You could be forgiven for thinking that if you buy an iPhone 5 at launch you'll be able to use 4G when Vodafone, O2 and Three launch their 4G networks in the future. Sadly, this is not the case, and the 4G iPhone 5 which will be available from 21 September will not be compatible with any forthcoming networks from either Vodafone or O2.
The problem is that only EE is anywhere near having a working 4G network in the UK, and even EE has said iPhone 5 4G customers will have to sign up with Orange or T-Mobile first. It has done this by re-assigning some of its old, 2G, frequency allocation. This is happening on the 1800MHz band, which T-Mobile and Orange has used since the original introduction of GSM digital phones.
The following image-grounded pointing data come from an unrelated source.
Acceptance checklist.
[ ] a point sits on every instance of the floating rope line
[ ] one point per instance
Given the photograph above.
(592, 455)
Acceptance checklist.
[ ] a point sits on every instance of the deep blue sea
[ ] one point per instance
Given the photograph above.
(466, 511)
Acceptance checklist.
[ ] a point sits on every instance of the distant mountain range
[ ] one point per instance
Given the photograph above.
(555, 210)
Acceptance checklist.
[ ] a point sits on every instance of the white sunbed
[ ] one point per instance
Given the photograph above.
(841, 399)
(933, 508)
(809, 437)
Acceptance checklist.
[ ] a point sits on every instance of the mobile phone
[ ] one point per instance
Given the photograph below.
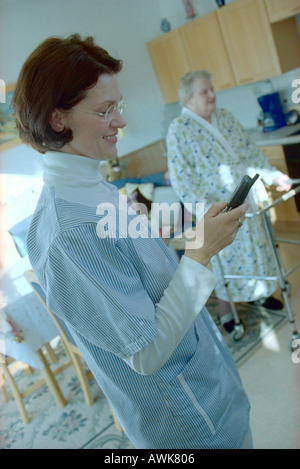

The good news for Three customers, however, is that if you buy an iPhone 5 at launch you'll get access to 4G in the second half of next year. This is because Three has bought some of EE's capacity, which will allow it to make use of 4G on the same frequencies.
The whole 4G situation is making O2 and Vodafone very cross indeed. Mainly because they think this gives EE an advantage, but mostly because both firms refarmed their 900MHz spectrum in 2011 for 3G. Had they wanted, they could have launched a similar service to EE's at the same time.
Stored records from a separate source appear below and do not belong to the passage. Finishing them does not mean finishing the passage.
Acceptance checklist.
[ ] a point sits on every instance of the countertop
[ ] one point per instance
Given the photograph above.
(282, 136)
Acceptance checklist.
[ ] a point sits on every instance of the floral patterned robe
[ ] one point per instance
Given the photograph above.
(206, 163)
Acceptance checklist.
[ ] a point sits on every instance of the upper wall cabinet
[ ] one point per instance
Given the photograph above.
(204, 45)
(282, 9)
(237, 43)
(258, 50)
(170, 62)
Vodafone does say, however, that it invests £1.5m in its network every day, and that it will cover 98 per cent of the population on 3G by 2015. It also claims to have better indoor coverage, something it achieved by adding 3G services on its 900MHz allocation.
In the US Apple has had the same problem with 3G. AT&T uses a GSM network, but for the phone to launch on Verizon's CDMA/EVDO network Apple had to rework the phone, and re-release. And there is every reason to expect that if, somehow, Vodafone and O2 get 4G frequencies before the next iPhone, then Apple will quite likely update the iPhone for them. It is more likely though that we won't see 4G on O2 or Vodafone until late next year: by then, the frequencies will have been approved and Apple will be able to sell a phone to that does 4G.
In the UK though, customers have got used to being able to move around from network to network. Anyone buying an unlocked iPhone 5 for its 4G abilities could very well find themselves disappointed if they hope to use it on their Vodafone or O2 contract. We suspect the problems with 4G won't be communicated well to the person on the street, leaving him both confused and angry.
So, for the love of all things gadgety, don't buy an unlocked iPhone 5 expecting it to work on your network, because you'll just end up using 3G. If you're not going to be an EE or Three customer, you're far better off waiting for Apple to introduce a new handset that supports 800MHz and 2.6GHz, the frequencies Ofcom is planning on releasing for 4G.
We can't blame Apple for any of this. Global frequency allocation is a nightmare, pure and simple, and it doesn't look like it's going to get any better. The only saving grace is that phone radios get more advanced every year, and eventually phones will probably end up supporting dozens of them. But not this year.
Based on the iPhone 4, it's a fair bet that the iPhone 5S will have support for all the UK 4G frequencies and you'll be able to buy an unlocked one, and use it on any network you like.